Cambior (CBJ-T) is a step closer to construction at its Rosebel gold project in Suriname after that country’s National Assembly agreed to remove state-owned Grassalco’s option on the project.

Under a 1994 mineral agreement, Grassalco (Grasshopper Aluminum Co.) was entitled to acquire a 20% stake in project by covering 20% of the accumulated project costs at the time of exercise. Recently, the government amended the agreement so as to eliminate the option in exchange for a 5% interest in Rosebel’s operating company.

The amendment also delays payments due to Grassalco until production begins, and the government granted the project a beneficial tax regime. The taxation rate will be the lesser of the regular statutory rate in force at the time (currently 36%) or 45%.

With Rosebel’s feasibility study and environmental impact study approved, the government of Suriname recently granted Cambior a 25-year right of exploitation, which is renewable. This was accompanied by a construction and development permit.

Cambior is in talks aimed at securing political-risk insurance for Rosebel — the final piece of the puzzle required before construction of the US$95-million project can begin.

Cambior has about $69 million in place for Rosebel’s development. Most recently, Jipangu, already the company’s major shareholder, exercised 4.95 million warrants at US83.3 apiece to boost its stake in Cambior to 28%, and add US$4.1 million to the miners coffers.

Another US$65 million comes in the form of a US$55-million non-revolving term loan and a US$10-million revolving credit facility arranged with a group of banks led by Scotia Capital and including Standard Bank London, the Bank of Nova Scotia, and NM Rothschild & Sons.

Under the deal, Cambior must hedge 30% of its production at a minimum of US$290 per oz. during the life of the loan. The hedge requirement decreases in tandem with loan repayments. Delivery of ounces can be delayed until the loan’s final maturity at the end of 2007. The hedge book is not subject to margin calls.

Cambior plans to fund the remaining capital cost from cash on hand and cash flow. At the end of September, the company had US$35 million in cash.

“Construction should begin once political-risk insurance is obtained,” says Chief Executive Officer Louis Gignac. “We are following our established calendar, and commercial production from the project is scheduled for the beginning of 2004.”

Construction at Rosebel, which lies 80 km south of the capital city of Paramaribo, is expected to last a year.

Based on current reserves, the operation is slated to produce 220,000 oz. gold per year at an average mine operating cost of US$187 per oz. During its 8-year life, the mine will employ 600 people.

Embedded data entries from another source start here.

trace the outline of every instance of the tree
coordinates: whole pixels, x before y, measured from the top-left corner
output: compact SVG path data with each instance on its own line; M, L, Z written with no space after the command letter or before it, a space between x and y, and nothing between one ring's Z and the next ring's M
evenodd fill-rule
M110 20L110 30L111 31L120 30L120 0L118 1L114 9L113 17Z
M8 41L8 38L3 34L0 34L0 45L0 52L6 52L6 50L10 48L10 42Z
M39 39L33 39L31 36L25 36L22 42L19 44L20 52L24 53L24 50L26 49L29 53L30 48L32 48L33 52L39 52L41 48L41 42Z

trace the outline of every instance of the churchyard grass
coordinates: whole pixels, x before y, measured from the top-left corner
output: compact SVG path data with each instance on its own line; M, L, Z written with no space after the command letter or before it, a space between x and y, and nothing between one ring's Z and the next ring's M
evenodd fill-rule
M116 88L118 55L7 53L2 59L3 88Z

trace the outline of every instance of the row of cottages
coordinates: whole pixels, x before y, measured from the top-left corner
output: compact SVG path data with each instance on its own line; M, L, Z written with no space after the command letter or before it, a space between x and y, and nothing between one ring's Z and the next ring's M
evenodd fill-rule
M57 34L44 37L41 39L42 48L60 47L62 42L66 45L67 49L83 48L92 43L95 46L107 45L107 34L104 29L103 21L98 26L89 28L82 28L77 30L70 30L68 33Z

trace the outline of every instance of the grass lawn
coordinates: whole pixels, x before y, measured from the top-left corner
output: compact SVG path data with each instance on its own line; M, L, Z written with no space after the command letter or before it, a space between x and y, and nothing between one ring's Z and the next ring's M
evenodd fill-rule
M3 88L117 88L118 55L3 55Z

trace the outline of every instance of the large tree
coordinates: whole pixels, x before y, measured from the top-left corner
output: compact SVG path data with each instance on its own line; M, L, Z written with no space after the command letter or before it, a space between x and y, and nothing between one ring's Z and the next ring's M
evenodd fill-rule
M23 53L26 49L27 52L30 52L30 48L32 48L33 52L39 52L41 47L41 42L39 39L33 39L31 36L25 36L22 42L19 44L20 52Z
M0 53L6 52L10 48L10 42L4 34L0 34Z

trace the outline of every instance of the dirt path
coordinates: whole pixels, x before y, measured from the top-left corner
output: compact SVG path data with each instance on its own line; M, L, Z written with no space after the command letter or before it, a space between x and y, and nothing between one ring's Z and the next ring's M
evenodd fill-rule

At last count, Rosebel had a reserve of 36.9 million tonnes grading 1.63 grams gold per tonne, equivalent to 1.9 million contained ounces. Reserves were recently boosted by 43%, owing to the addition of a crushing and grinding circuit to allow for the processing of Rosebel’s transitional and hard-rock ores. The estimate is based on an assumed, long-term gold price of US$300 per oz.

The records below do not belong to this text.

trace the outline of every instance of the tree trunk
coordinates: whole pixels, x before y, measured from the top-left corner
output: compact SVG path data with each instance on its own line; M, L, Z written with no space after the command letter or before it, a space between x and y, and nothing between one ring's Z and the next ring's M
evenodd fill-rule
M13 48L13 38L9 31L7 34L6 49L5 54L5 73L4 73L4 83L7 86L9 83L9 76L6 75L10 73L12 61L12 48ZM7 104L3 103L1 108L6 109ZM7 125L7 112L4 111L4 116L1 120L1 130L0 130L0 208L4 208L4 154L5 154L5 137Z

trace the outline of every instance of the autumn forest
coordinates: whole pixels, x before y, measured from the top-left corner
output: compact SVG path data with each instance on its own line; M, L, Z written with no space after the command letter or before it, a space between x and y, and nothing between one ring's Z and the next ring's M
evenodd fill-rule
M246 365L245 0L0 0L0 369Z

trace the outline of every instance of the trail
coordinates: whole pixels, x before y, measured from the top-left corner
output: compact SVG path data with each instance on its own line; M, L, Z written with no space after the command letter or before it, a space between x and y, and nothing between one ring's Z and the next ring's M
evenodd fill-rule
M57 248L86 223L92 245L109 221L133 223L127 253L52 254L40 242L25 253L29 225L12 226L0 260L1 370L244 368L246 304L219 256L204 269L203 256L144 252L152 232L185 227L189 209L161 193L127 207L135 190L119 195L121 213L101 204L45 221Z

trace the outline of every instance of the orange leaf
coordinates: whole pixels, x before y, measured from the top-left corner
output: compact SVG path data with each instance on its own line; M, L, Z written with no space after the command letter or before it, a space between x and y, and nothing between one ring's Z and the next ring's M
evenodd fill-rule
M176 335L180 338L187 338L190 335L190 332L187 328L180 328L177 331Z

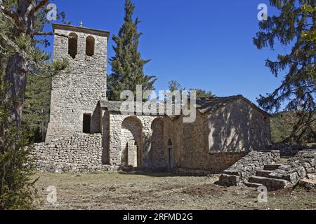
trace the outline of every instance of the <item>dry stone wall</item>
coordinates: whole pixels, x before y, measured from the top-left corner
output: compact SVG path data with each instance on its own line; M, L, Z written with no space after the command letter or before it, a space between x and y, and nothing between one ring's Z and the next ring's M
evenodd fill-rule
M269 177L284 179L296 184L308 174L316 173L316 150L301 150L289 159L279 169L273 171Z
M78 134L34 145L32 156L41 172L69 172L111 170L102 164L102 136Z
M265 164L271 164L279 160L279 151L251 151L247 155L224 170L220 176L219 185L237 186L248 181L257 171L263 169Z

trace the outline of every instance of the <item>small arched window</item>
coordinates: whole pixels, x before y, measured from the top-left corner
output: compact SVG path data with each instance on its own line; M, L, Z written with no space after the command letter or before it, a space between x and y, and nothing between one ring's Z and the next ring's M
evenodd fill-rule
M68 54L75 58L78 47L78 36L75 33L69 34L68 38Z
M94 55L94 38L89 36L86 39L86 55L93 56Z
M172 148L172 140L170 139L168 140L168 146L171 146Z

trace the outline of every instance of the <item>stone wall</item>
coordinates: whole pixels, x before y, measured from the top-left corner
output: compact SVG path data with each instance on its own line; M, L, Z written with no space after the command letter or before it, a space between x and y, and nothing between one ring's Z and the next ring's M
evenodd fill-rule
M52 79L51 116L46 141L83 132L84 114L91 115L91 133L100 133L99 100L106 97L107 33L89 29L57 27L54 59L66 59L67 69ZM75 58L68 54L70 34L77 36ZM86 55L86 39L95 40L94 55Z
M110 170L102 164L102 136L78 134L34 145L32 155L41 172L67 172Z
M281 156L284 157L293 157L295 156L298 153L308 150L308 149L316 149L316 144L289 144L289 143L277 143L273 144L270 144L265 146L263 148L265 150L278 150Z
M224 170L219 185L236 186L248 181L257 171L263 169L265 164L274 164L279 160L278 150L251 151L232 166Z
M316 173L316 150L301 150L289 159L279 169L273 171L269 177L284 179L296 184L308 174Z
M242 99L211 113L207 120L210 151L249 151L271 143L269 117Z

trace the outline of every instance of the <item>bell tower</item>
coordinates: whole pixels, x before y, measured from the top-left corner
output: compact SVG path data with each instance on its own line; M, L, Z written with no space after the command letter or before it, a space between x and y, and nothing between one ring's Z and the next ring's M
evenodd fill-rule
M54 59L66 59L67 71L53 76L46 141L100 132L97 106L106 98L107 31L53 24Z

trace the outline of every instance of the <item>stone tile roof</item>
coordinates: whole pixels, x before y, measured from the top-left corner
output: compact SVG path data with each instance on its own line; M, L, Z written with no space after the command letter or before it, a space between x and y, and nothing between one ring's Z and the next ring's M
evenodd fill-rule
M256 104L251 102L248 99L244 97L242 95L230 96L226 97L211 97L211 98L202 98L197 99L195 107L202 113L211 113L218 110L219 108L226 106L233 101L242 99L249 104L254 108L264 113L265 115L270 115L265 111L261 109Z
M212 113L228 105L228 104L230 104L231 102L238 99L244 100L254 108L264 113L265 115L267 116L270 115L268 113L258 108L256 104L252 103L250 100L247 99L246 98L244 97L242 95L230 96L226 97L199 98L197 99L195 107L201 113ZM121 102L117 101L100 101L100 105L101 108L107 108L109 111L112 112L121 112L121 103L122 103ZM143 103L142 102L136 103L136 104L138 105L140 104L140 106L142 106L143 104Z

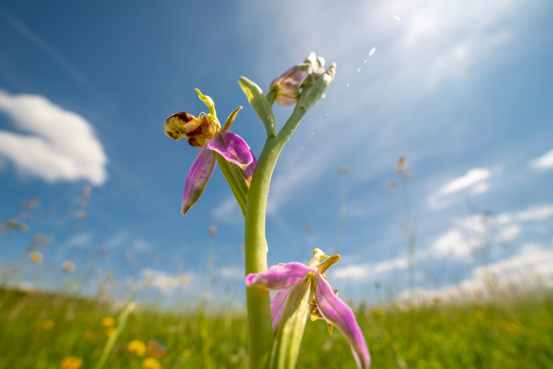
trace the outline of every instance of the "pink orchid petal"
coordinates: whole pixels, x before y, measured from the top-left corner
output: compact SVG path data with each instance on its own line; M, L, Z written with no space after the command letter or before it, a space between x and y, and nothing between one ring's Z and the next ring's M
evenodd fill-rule
M316 273L315 276L315 300L319 312L327 323L338 327L349 342L357 367L367 369L371 366L371 354L353 311L336 295L322 274Z
M182 195L181 210L183 215L186 214L200 199L206 185L213 174L216 163L215 153L208 150L205 145L202 146L186 177L184 194Z
M246 276L246 285L267 289L283 289L298 283L311 271L316 272L317 268L297 262L274 265L264 272L251 273Z
M271 300L271 316L273 320L273 332L278 328L278 325L280 323L280 318L282 318L282 314L284 312L284 309L288 302L288 298L290 297L290 293L291 290L292 286L284 289L281 289Z
M221 154L231 163L245 169L253 161L249 147L242 138L229 131L215 133L211 139L206 140L206 147Z
M253 171L255 170L255 165L257 165L257 159L255 159L255 155L253 154L253 152L251 149L250 149L249 152L252 154L253 161L245 169L242 170L242 175L244 175L244 179L246 180L246 183L248 185L248 187L249 187L249 184L252 182L252 177L253 176Z

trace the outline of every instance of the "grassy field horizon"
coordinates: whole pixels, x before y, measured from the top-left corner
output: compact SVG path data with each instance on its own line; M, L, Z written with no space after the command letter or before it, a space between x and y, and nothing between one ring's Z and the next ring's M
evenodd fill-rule
M548 368L552 303L551 294L529 293L455 305L362 304L355 313L372 368ZM0 368L94 368L124 308L99 299L1 290ZM104 367L247 367L244 311L178 310L138 305ZM307 323L297 367L356 367L346 340L336 330L329 335L324 323ZM144 347L152 340L166 347L166 355L149 358Z

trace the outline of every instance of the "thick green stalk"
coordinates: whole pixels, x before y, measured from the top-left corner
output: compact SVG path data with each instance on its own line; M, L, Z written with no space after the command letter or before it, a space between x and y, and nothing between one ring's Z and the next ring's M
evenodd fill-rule
M244 243L247 274L260 273L267 269L265 217L269 186L280 152L306 112L304 108L295 109L278 135L267 138L259 155L250 184L246 209ZM262 369L268 362L273 345L269 292L252 287L246 289L246 298L250 368Z

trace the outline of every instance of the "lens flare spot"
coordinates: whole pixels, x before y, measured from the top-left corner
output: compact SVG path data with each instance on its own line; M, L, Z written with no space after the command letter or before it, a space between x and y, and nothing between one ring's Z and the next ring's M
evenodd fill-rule
M32 251L29 254L29 258L35 263L40 263L44 258L44 257L38 251Z
M61 267L67 272L72 272L76 268L75 263L70 261L64 261L61 264Z
M163 357L167 355L167 346L155 338L148 341L146 349L148 355L155 358Z

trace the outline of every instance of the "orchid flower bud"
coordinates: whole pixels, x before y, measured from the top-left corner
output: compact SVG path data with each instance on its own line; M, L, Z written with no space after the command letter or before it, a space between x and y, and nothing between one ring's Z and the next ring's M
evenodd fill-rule
M311 63L301 63L275 78L270 88L276 93L276 102L283 106L296 103L300 97L300 88L311 70Z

Of the reserve, 21.2 million tonnes grading 1.47 grams gold are soft-rock material, 11.7 million tonnes are transitional material grading 1.81 grams gold, and the remaining 3.9 million tonnes are hard-rock material averaging 1.93 grams gold.

Total measured and indicated resources of 68 million tonnes grading 1.5 grams gold are found in six deposits: Kollhoven, Pay Caro, East Pay Caro, Mayo, Royal Hill and Rosebel. These lie within 15 km of each other, and most remain open laterally and at depth.